FI Eye-Opener: ECB delivers, will payrolls?

The ECB delivered its easing package yesterday (see more below), and the initial market reaction was higher long yields, a steeper curve, a rally in peripheral bonds and a weaker euro. However, the market reaction turned later, and the 5-year part of the curve led yields lower. The German 5-year yield ended up plunging by 6bp, while the 10-year yield fell by 3bp. Peripheral bonds still ended the day with gains, albeit reduced ones compared to earlier in the day, and e.g. the Italian 10-year spread vs Germany narrowed by some 6bp. US yields closed the day lower by 1-2bp.

Yesterday’s market reaction suggests even a slight rise in longer yields is enough to attract new buyers to the market. Still, yields remain low and another positive payrolls report from the US today certainly has the potential to deliver losses for bonds.

EUR/USD fell to close to 1.35 at one point, but rebounded later to above 1.365, not really a thumbs up signal for the ECB.

Equity markets ended the day with gains on both sides of the Atlantic. S&P 500 advanced another 0.65%. Asian markets are trading mixed this morning, but Europe is set to open higher.

ECB’s package deal with plenty to offer

The ECB delivered a whole package of measures yesterday, including rate cuts, 4-year targeted longer-term refinancing operations (with conditions relating to lending to the private sector), discontinuing SMP sterilizations, further preparatory work for a purchase programme of asset-backed securities, and prolonged full allotment regime in main refinancing operations.

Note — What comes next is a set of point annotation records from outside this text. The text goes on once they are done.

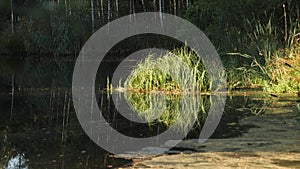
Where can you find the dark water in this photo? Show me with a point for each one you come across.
(40, 129)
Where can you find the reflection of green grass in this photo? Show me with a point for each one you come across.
(178, 71)
(177, 111)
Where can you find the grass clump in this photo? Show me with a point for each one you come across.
(178, 71)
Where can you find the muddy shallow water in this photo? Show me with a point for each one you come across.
(43, 131)
(39, 127)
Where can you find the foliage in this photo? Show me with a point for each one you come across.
(178, 71)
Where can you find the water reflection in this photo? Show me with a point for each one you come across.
(179, 112)
(18, 161)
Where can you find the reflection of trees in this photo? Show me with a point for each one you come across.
(177, 111)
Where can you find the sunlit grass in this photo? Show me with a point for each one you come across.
(179, 71)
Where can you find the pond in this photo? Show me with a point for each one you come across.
(40, 129)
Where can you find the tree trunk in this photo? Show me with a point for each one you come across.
(174, 1)
(160, 13)
(92, 16)
(12, 17)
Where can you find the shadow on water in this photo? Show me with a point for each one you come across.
(44, 131)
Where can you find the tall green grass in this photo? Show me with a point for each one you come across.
(179, 71)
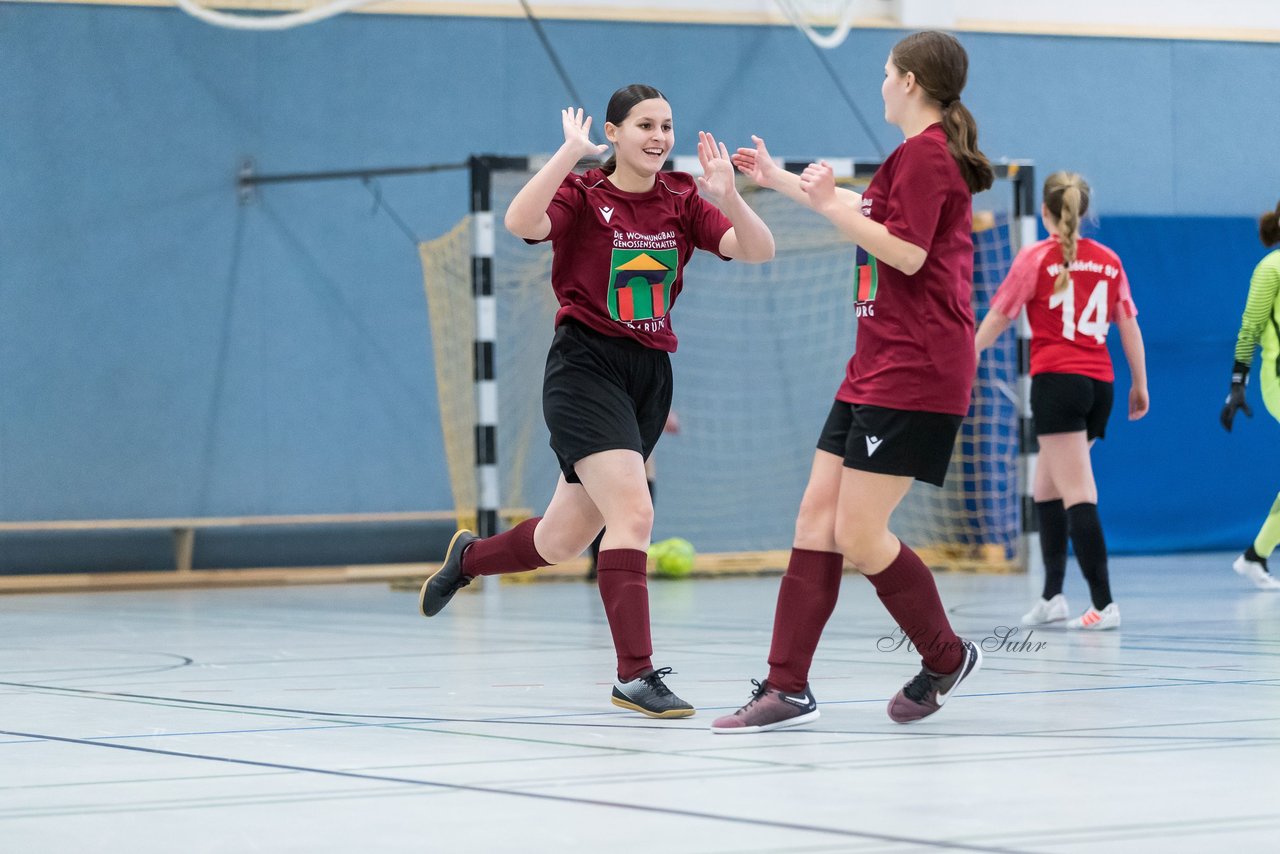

However, the ECB also signalled that benchmark rates had now hit bottom, but on the other hand the fixed-rate in the new refinancing operation can be taken as a signal the ECB does not expect to start raising rates in years. In addition, as it will take a long time to see the effect of the measures announced today, the ECB will be very reluctant to jump into any QE programme any time soon. An ABS programme will likely be added to the stimulus package later. Draghi himself said that the ECB was not finished.

Even though the ECB’s measures fell clearly short of an aggressive asset purchases programme, there were a lot of positive elements involved, which will support the recovery. The package should further support a rally in peripheral bonds, and leave the door open for a correction higher in long yields.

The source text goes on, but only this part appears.